Suara itu, Gwen sangat membencinya. Wanita itu selalu saja berucap dengan nada-nada hangat yang menjijikkan.
"Gwen?" Luisa kembali memanggil karena tidak ada jawaban dari Gwen. "Apa kau ingin meminum sesuatu? Aku akan membuatkannya untukmu."
"Menjijikkan," gumam Gwen pelan namun dapat ditangkap oleh indra pendengar Luisa.
"Siapa, Mom?" tanya Willene, muncul dari arah yang sama dengan Luisa. Dia memperhatikan Gwen dari atas hingga bawah saat berdiri di samping Luisa. "Oh... gadis yang tidak tahu diri itu? Untuk apa dia datang kemari? Bukankah dia sendiri yang mengatakan tidak akan pernah lagi datang?" Willene menyindir, kedua tangannya bersedekap.
"Gwen, apa kau sudah makan?" tanya Luisa dan lebih memilih mengabaikan ucapan putrinya karena tidak ingin keduanya semakin bertengkar.
Gwen hanya mendengus tanpa memberikan jawaban. Dia melanjutkan langkahnya untuk menaiki anak tangga. Memilih pergi dari hadapan dua wanita yang sangat menjijikkan baginya.
"Hei! Mommy sedang berbicara denganmu!" teriak Willene kesal melihat sikap acuh Gwen.
Gwen menghentikan langkahnya. Dia menatap tajam pada Willene dan Luisa bergantian. "Dia bukan Mommy-ku. Untuk apa aku mendengarkan ucapannya?" ucap Gwen sarkartis.
"Kurang ajar!" balas Willene.
Luise mencekal lengan Willene yang hendak menghampiri Gwen. "Sudahlah. Kalian sudah besar. Untuk apa kalian masih saja bertengkar sampai sekarang?" ucap Luisa sembari menatap Willene dan Gwen yang masih saja memalingkan wajahnya setiap kali mendengarnya berbicara.
Willene mendesah kasar dan mengurungkan niat untuk menghampiri Gwen. Dirinya hanya merasa kesal pada kakak tirinya yang selalu saja mengabaikan ibunya saat sedang berbicara. Seolah menganggap dirinya dan ibunya tidak ada.
Gwen tersenyum meremehkan. Dia bersikap acuh meninggalkan dua orang itu. Gwen melanjutkan langkahnya menaiki anak tangga untuk sampai di kamarnya. Setelah melewati tangga dan koridor ruangan, akhirnya Gwen sampai di depan kamarnya. Dia tidak tahu apakah kamarnya masih sama atau tidak. Setahun yang lalu saat dirinya berkunjung ke mansion, kamar itu belum ada yang berubah sedikit pun.
Sebelah tangan Gwen memegang knop pintu untuk mendorong daun pintunya. Namun, satu detik kemudian keningnya mengernyit ketika menyadari pintu kamarnya terkunci.
"Mencari ini?"
Gwen berbalik badan. Dia melihat Kisha berdiri dengan angkuh sembari menunjukkan kunci kamarnya. Ada rasa kesal sekaligus lucu melihat Kisha melakukan hal itu karena nyatanya itu mengingatkannya pada Bennie pagi tadi.
"Kembalikan kunci kamarku," ucap Gwen singkat.
"Kau mengabaikan ucapan Mommy. Kau juga sudah pergi dari mansion ini dan berjanji untuk tidak datang lagi. Lalu kau mengingkari janjimu?"
"Kembalikan kunci kamarku," Gwen masih mengulang ucapannya.
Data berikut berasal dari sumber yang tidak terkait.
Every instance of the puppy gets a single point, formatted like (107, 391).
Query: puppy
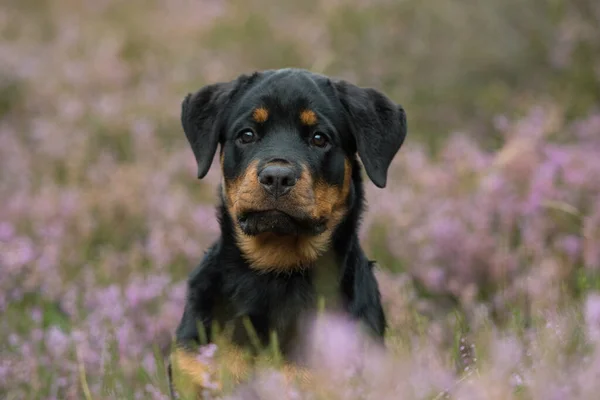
(291, 200)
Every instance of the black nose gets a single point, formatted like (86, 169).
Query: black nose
(277, 179)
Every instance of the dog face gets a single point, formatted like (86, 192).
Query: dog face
(288, 139)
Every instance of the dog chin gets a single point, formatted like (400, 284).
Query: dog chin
(279, 223)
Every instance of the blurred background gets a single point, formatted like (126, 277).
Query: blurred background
(489, 226)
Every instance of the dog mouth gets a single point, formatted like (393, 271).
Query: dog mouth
(279, 223)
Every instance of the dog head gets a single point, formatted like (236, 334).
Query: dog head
(288, 139)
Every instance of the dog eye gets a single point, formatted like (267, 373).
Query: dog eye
(319, 139)
(247, 136)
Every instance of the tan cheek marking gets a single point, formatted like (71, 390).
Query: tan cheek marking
(242, 189)
(331, 200)
(308, 117)
(268, 252)
(260, 115)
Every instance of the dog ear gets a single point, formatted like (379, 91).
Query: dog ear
(202, 117)
(378, 126)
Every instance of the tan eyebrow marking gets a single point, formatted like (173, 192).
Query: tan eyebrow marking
(260, 114)
(308, 117)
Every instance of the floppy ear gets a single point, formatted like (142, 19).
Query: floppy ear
(378, 126)
(201, 118)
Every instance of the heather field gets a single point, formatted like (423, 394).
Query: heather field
(487, 237)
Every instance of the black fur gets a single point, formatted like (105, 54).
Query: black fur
(224, 288)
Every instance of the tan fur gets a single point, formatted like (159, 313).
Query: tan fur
(308, 117)
(190, 375)
(284, 253)
(260, 115)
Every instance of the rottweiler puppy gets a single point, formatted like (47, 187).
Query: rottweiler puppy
(291, 199)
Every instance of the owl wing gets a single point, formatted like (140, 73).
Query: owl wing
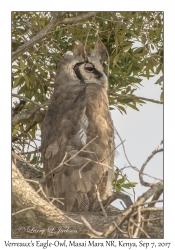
(76, 118)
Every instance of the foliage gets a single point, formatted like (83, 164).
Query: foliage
(120, 184)
(134, 41)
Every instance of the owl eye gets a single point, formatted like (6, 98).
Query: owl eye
(89, 67)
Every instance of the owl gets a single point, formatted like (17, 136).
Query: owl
(77, 136)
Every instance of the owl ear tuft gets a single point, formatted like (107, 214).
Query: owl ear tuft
(99, 51)
(79, 51)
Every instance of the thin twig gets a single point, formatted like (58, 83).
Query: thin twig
(57, 19)
(22, 210)
(134, 97)
(90, 228)
(101, 204)
(28, 100)
(157, 150)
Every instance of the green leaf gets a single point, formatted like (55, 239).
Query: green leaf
(161, 96)
(129, 68)
(133, 106)
(121, 108)
(138, 50)
(133, 34)
(159, 80)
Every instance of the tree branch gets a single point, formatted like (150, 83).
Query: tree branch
(154, 189)
(57, 19)
(157, 150)
(29, 115)
(134, 97)
(28, 100)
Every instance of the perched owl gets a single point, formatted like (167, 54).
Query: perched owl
(77, 142)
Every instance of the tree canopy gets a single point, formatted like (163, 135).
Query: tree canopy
(134, 45)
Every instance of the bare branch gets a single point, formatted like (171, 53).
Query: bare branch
(90, 228)
(154, 189)
(134, 97)
(157, 150)
(28, 100)
(101, 204)
(29, 116)
(57, 19)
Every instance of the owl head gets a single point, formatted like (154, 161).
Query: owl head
(82, 69)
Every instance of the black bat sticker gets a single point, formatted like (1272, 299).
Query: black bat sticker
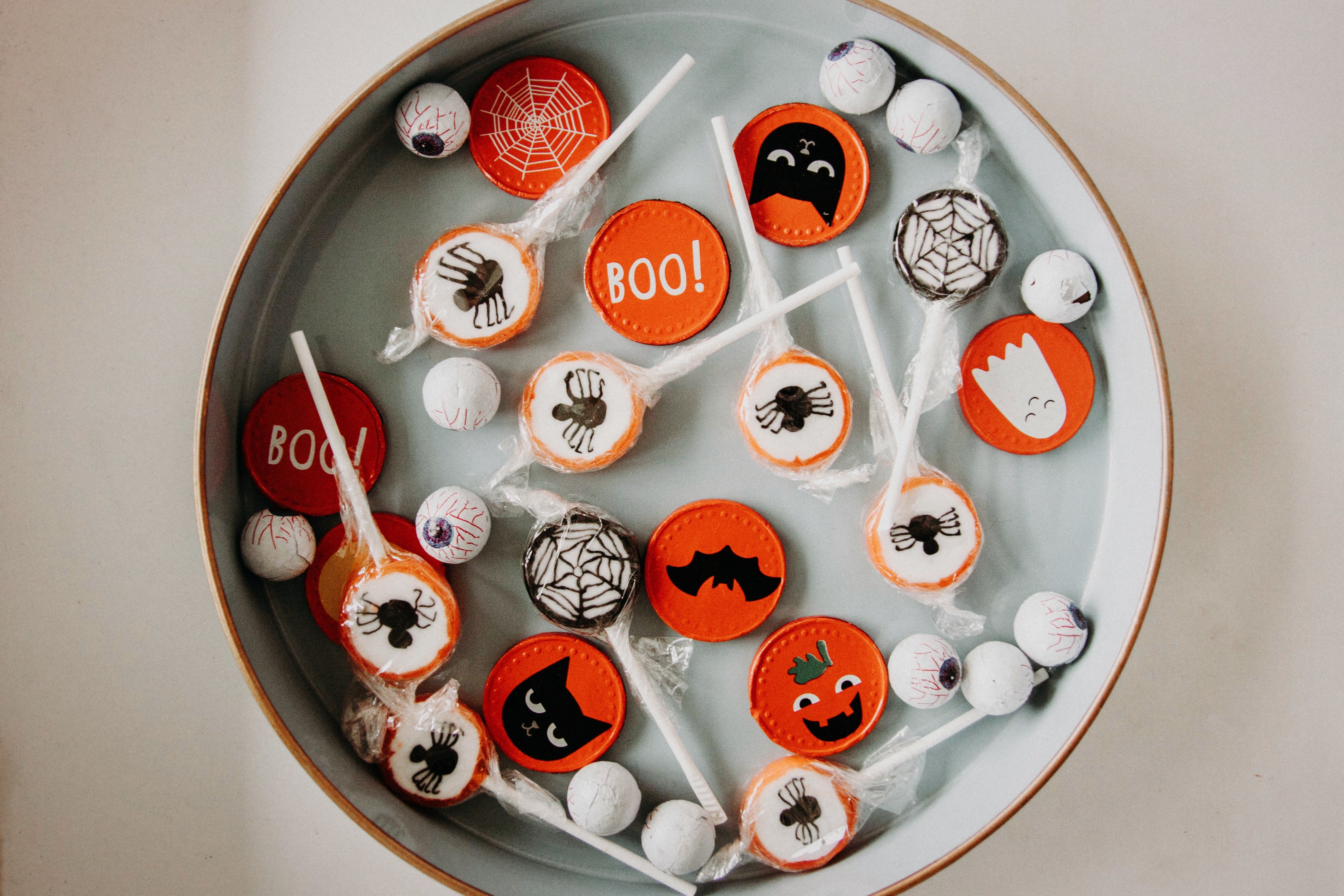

Kisha tertawa pelan. Dia menatap tajam pada kakak tirinya itu. "Untuk apa aku memberikan kunci kamar itu padamu? Toh kau sudah tidak tinggal di sini?"
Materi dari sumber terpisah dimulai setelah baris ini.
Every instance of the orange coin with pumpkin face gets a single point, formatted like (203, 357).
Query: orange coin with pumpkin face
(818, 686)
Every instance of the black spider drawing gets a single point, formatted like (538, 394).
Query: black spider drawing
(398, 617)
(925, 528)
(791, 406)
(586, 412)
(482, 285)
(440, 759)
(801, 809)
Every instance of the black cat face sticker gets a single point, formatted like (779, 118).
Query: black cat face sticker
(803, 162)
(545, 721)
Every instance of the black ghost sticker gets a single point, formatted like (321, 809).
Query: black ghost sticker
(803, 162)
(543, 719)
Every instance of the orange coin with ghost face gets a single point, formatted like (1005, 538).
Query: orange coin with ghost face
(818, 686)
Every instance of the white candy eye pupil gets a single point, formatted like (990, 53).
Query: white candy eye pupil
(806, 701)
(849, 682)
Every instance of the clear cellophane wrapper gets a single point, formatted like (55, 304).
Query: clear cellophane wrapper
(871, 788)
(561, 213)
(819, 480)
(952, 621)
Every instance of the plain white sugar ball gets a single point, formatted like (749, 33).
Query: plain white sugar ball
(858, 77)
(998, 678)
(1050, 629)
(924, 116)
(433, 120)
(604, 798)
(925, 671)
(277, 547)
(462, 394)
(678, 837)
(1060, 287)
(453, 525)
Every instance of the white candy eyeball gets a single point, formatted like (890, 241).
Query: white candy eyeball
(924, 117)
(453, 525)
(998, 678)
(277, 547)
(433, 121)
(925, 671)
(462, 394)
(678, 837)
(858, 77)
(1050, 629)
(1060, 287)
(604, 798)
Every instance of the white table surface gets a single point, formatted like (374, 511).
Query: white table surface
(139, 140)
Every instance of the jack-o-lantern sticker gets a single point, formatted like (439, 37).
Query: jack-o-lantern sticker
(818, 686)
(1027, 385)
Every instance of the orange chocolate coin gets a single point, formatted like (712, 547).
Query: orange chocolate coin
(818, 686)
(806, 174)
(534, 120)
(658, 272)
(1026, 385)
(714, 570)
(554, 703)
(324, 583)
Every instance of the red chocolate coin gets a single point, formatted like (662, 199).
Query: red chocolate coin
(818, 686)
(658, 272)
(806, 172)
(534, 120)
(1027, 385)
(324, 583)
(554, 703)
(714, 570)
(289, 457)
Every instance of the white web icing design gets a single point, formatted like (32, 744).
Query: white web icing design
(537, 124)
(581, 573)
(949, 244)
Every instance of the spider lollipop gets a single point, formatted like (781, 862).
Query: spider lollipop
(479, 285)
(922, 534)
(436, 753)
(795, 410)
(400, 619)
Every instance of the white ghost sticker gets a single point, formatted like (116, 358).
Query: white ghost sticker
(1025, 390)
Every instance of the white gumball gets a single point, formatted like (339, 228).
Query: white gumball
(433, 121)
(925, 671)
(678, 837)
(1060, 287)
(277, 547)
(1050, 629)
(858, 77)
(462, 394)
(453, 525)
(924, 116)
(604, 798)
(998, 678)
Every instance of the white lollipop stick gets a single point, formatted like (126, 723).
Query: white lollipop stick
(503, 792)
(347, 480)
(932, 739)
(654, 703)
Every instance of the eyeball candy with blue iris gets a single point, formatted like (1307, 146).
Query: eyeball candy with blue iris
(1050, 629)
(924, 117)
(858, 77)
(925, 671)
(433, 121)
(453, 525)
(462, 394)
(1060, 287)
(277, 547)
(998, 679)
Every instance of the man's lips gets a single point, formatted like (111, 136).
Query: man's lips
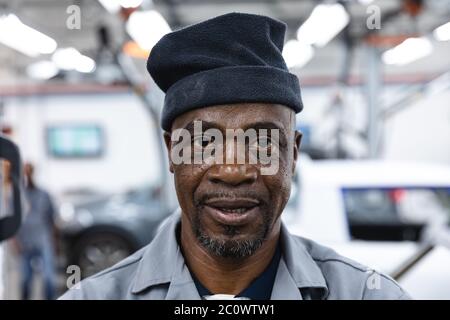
(232, 211)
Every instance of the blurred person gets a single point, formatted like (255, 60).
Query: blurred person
(35, 242)
(227, 240)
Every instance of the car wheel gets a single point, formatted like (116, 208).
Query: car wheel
(95, 252)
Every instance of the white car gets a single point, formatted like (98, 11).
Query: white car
(387, 215)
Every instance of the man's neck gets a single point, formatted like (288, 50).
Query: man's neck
(225, 275)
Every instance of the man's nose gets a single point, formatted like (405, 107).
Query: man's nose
(233, 175)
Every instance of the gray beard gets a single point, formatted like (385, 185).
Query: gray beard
(231, 248)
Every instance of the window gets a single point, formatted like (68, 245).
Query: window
(75, 141)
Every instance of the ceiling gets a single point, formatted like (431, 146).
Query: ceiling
(49, 17)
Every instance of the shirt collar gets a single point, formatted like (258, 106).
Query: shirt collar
(296, 270)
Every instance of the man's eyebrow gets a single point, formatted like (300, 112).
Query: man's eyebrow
(205, 126)
(265, 125)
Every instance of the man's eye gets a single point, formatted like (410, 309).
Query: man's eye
(261, 143)
(202, 141)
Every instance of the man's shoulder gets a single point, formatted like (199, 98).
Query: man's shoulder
(348, 279)
(110, 284)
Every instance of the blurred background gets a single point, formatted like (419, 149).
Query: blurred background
(373, 180)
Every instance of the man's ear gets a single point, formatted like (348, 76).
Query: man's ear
(297, 141)
(168, 143)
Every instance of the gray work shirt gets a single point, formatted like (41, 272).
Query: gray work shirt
(307, 270)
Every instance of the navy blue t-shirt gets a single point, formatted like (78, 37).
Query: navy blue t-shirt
(260, 288)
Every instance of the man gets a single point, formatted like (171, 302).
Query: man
(35, 239)
(227, 240)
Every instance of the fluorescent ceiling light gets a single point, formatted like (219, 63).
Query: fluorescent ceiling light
(147, 27)
(130, 3)
(112, 6)
(324, 23)
(71, 59)
(42, 70)
(408, 51)
(23, 38)
(297, 54)
(442, 33)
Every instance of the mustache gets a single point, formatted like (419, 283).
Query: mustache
(247, 194)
"Kau akan memberikannya atau aku sendiri yang akan mengambilnya?" tawar Gwen.
Kisha tertawa sembari menutup mulutnya, "Lucu sekali ancamanmu."
"Okay," ucap Gwen seolah pasrah membuat Kisha berpikir jika Gwen menyerah. Namun Gwen tiba-tiba menarik tangan Kisha lalu merebut kuncinya. Dia juga mendorong tubuh gadis itu hingga menabrak meja kecil yang ada di samping dinding.
"Aaauuuukkh..." Kisha memekik merasa lengannya seperti tersengat listrik saat menghantam ujung meja. "Sialan kau!"
"Merebut kunci darimu tidak sesulit mempertahankan pisauku darinya," ucap Gwen.
"Kau menyakitiku! Akan aku laporkan perbuatanmu pada Daddy nanti!" ancam Kisha lalu berlari menjauh.
Gwen menghela napas pelan melihat adik tirinya berlari menjauh. Dia pun mencoba membuka pintu kamarnya. Rasa lega membuatnya tersenyum sejenak. Dia pun segera membuka pintu itu dan masuk ke dalam kamar.